Un dato che non riguarda solo i più piccoli, ma che vede un aumento significativo soprattutto nella fascia 11–24 anni, con un abbassamento progressivo dell’età di accesso ai device. Secondo la dott.ssa Ariano, il fenomeno è in linea con quanto accade nel resto d’Italia, ma a Taranto si registra una maggiore consapevolezza e un crescente ricorso ai servizi territoriali.
Tra i fattori che contribuiscono alla dipendenza digitale c’è l’esposizione precoce ai dispositivi: bambini di uno o due anni che, se privati del cellulare, manifestano irritabilità, pianto inconsolabile o comportamenti aggressivi. Segnali che indicano un legame disfunzionale con lo schermo.

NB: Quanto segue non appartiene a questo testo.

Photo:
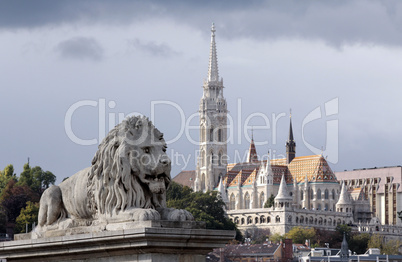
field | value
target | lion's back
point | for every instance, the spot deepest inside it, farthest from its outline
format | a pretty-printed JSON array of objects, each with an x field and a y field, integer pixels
[{"x": 74, "y": 193}]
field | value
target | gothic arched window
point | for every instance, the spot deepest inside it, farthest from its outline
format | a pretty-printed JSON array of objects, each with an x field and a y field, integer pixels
[
  {"x": 232, "y": 202},
  {"x": 211, "y": 134},
  {"x": 262, "y": 196},
  {"x": 247, "y": 201}
]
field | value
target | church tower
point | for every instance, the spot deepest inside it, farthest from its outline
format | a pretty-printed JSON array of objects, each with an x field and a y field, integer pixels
[
  {"x": 212, "y": 159},
  {"x": 290, "y": 144}
]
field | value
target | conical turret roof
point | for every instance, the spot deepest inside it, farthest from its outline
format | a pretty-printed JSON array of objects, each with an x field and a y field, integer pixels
[
  {"x": 283, "y": 193},
  {"x": 344, "y": 198},
  {"x": 252, "y": 152}
]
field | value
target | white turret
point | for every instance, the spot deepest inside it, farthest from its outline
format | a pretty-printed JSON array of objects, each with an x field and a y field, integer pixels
[
  {"x": 344, "y": 203},
  {"x": 283, "y": 199}
]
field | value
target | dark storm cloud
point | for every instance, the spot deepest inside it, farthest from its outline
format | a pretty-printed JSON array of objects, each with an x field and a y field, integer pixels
[
  {"x": 152, "y": 48},
  {"x": 80, "y": 48},
  {"x": 334, "y": 22}
]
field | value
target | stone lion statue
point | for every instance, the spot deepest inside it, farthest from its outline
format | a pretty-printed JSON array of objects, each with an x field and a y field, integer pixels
[{"x": 127, "y": 181}]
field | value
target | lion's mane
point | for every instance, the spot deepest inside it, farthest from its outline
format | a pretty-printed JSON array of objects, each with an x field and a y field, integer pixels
[{"x": 112, "y": 184}]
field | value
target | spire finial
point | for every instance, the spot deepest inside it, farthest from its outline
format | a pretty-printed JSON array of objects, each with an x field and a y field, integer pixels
[{"x": 213, "y": 74}]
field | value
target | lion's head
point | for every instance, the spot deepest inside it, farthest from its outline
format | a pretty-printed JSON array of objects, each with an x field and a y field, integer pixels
[{"x": 130, "y": 168}]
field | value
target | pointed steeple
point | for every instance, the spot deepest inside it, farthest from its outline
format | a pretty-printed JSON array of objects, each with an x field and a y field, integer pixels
[
  {"x": 344, "y": 248},
  {"x": 344, "y": 198},
  {"x": 222, "y": 191},
  {"x": 252, "y": 152},
  {"x": 290, "y": 144},
  {"x": 283, "y": 193},
  {"x": 213, "y": 73}
]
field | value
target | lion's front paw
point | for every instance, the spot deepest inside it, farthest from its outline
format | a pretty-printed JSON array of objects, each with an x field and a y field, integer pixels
[
  {"x": 180, "y": 215},
  {"x": 145, "y": 214}
]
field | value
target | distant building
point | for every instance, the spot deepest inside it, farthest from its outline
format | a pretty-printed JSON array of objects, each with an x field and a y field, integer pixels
[
  {"x": 382, "y": 188},
  {"x": 307, "y": 192}
]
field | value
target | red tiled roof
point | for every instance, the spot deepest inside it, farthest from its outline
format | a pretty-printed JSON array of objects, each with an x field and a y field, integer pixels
[{"x": 185, "y": 178}]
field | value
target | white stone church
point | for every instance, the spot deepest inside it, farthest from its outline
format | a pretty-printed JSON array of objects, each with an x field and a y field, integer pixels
[{"x": 306, "y": 190}]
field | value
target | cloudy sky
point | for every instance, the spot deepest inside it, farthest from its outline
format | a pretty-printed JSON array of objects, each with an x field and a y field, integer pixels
[{"x": 72, "y": 69}]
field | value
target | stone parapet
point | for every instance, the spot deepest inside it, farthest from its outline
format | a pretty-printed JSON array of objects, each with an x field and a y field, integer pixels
[{"x": 153, "y": 241}]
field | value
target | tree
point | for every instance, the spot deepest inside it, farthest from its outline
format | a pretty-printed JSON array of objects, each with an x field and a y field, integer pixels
[
  {"x": 14, "y": 197},
  {"x": 37, "y": 179},
  {"x": 391, "y": 247},
  {"x": 299, "y": 234},
  {"x": 208, "y": 207},
  {"x": 375, "y": 241},
  {"x": 270, "y": 202},
  {"x": 358, "y": 242},
  {"x": 276, "y": 238},
  {"x": 28, "y": 215},
  {"x": 5, "y": 176},
  {"x": 343, "y": 229}
]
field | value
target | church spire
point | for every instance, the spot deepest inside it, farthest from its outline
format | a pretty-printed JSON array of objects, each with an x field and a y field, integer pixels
[
  {"x": 290, "y": 144},
  {"x": 252, "y": 152},
  {"x": 213, "y": 74}
]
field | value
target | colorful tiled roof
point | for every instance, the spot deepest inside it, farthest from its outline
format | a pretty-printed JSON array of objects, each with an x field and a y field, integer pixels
[
  {"x": 185, "y": 178},
  {"x": 315, "y": 167}
]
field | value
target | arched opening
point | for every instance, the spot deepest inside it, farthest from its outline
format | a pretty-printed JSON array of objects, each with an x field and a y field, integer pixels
[
  {"x": 262, "y": 197},
  {"x": 211, "y": 134},
  {"x": 203, "y": 182},
  {"x": 232, "y": 202},
  {"x": 246, "y": 201}
]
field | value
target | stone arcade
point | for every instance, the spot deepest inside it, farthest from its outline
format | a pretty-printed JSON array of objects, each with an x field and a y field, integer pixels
[{"x": 306, "y": 189}]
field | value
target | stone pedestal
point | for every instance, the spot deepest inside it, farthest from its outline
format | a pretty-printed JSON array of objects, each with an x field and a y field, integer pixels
[{"x": 135, "y": 241}]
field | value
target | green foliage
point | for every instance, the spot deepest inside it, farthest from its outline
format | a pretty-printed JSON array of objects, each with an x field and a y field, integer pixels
[
  {"x": 375, "y": 241},
  {"x": 270, "y": 202},
  {"x": 276, "y": 238},
  {"x": 344, "y": 229},
  {"x": 37, "y": 179},
  {"x": 208, "y": 207},
  {"x": 28, "y": 215},
  {"x": 14, "y": 197},
  {"x": 358, "y": 242},
  {"x": 5, "y": 176},
  {"x": 300, "y": 234},
  {"x": 390, "y": 247}
]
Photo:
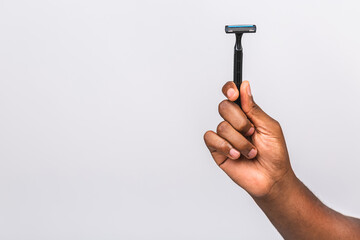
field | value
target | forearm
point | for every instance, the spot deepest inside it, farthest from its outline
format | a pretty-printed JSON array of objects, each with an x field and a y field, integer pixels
[{"x": 298, "y": 214}]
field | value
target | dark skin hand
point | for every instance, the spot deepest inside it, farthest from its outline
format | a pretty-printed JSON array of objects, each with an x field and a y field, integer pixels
[{"x": 250, "y": 148}]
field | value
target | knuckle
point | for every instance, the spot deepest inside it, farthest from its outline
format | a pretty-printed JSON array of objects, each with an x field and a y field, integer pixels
[
  {"x": 223, "y": 147},
  {"x": 242, "y": 124},
  {"x": 207, "y": 135},
  {"x": 222, "y": 127},
  {"x": 276, "y": 124},
  {"x": 223, "y": 105}
]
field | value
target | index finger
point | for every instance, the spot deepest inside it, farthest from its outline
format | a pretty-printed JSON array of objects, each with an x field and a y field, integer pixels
[{"x": 230, "y": 91}]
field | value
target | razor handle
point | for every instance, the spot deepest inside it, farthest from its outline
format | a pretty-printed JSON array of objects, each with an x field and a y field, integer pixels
[{"x": 238, "y": 56}]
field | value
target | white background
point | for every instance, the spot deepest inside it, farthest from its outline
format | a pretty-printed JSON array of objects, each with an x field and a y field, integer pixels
[{"x": 103, "y": 105}]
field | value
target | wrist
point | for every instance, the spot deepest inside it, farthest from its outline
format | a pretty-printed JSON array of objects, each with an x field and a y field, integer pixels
[{"x": 282, "y": 189}]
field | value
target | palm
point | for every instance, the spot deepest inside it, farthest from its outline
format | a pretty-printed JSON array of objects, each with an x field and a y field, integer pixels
[{"x": 258, "y": 175}]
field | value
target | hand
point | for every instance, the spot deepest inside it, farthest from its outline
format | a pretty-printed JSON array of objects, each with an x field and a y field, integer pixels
[{"x": 249, "y": 145}]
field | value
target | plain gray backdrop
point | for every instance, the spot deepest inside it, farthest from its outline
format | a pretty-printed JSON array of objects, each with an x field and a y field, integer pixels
[{"x": 103, "y": 107}]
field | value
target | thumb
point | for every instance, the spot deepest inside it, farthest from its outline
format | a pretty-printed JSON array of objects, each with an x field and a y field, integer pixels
[{"x": 256, "y": 115}]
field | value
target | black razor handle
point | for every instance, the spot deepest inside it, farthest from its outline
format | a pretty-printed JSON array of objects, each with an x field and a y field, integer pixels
[{"x": 238, "y": 56}]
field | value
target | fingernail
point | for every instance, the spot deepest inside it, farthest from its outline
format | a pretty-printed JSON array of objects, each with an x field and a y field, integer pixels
[
  {"x": 252, "y": 153},
  {"x": 234, "y": 153},
  {"x": 249, "y": 90},
  {"x": 250, "y": 132},
  {"x": 230, "y": 93}
]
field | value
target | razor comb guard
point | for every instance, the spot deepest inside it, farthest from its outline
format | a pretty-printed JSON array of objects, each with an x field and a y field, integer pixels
[{"x": 238, "y": 52}]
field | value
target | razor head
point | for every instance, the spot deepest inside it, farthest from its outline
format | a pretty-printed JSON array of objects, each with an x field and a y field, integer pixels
[{"x": 240, "y": 29}]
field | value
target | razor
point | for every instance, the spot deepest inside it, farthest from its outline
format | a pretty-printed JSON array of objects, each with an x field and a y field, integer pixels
[{"x": 238, "y": 53}]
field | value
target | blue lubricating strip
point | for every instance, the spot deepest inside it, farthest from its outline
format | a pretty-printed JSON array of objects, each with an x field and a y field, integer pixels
[{"x": 240, "y": 26}]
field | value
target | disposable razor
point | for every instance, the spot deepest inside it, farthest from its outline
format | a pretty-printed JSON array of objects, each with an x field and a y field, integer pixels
[{"x": 238, "y": 53}]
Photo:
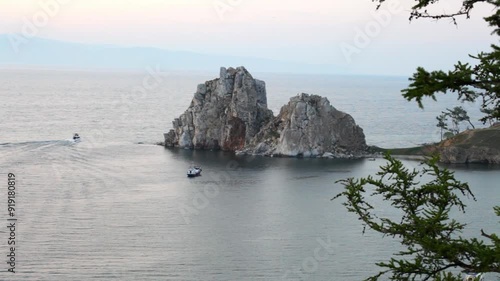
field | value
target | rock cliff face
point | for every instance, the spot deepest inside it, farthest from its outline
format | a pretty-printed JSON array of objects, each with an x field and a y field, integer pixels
[
  {"x": 230, "y": 113},
  {"x": 224, "y": 114},
  {"x": 309, "y": 126}
]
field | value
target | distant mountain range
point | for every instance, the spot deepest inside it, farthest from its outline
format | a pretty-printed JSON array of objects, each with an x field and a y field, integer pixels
[{"x": 52, "y": 53}]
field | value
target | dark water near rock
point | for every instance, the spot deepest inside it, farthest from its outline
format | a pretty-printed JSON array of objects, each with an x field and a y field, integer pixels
[{"x": 111, "y": 209}]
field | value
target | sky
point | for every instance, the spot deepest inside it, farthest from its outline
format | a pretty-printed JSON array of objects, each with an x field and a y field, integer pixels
[{"x": 347, "y": 33}]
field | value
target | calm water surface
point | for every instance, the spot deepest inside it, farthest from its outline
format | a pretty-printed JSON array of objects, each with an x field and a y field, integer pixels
[{"x": 109, "y": 208}]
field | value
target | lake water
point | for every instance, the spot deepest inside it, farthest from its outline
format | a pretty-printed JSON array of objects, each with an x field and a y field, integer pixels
[{"x": 117, "y": 207}]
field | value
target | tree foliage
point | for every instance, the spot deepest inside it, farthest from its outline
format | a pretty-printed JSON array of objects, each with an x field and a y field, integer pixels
[
  {"x": 457, "y": 115},
  {"x": 471, "y": 82},
  {"x": 431, "y": 239}
]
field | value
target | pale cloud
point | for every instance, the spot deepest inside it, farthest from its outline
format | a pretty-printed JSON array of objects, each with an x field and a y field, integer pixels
[{"x": 295, "y": 30}]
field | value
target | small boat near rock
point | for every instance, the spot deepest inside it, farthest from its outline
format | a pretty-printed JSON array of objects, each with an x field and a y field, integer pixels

Per genitori, educatori e adulti di riferimento, i campanelli d’allarme da osservare sono diversi:
uso del cellulare come unica fonte di intrattenimento
difficoltà a interrompere l’attività digitale
perdita di interesse per attività offline
isolamento sociale
irritabilità o ansia quando il device viene tolto
La dott.ssa Ariano ricorda che prima dei 12 anni l’accesso alle app e alle funzioni dello smartphone dovrebbe essere sempre mediato da un adulto, e che la prevenzione passa soprattutto dall’educazione all’uso consapevole.
Il tema, affrontato anche dal dott. Giuseppe Lavenia durante il convegno, richiama l’urgenza di un dialogo costante tra famiglie, scuole e servizi sanitari. Perché crescere nell’era digitale è inevitabile, ma farlo in modo sano è una responsabilità condivisa.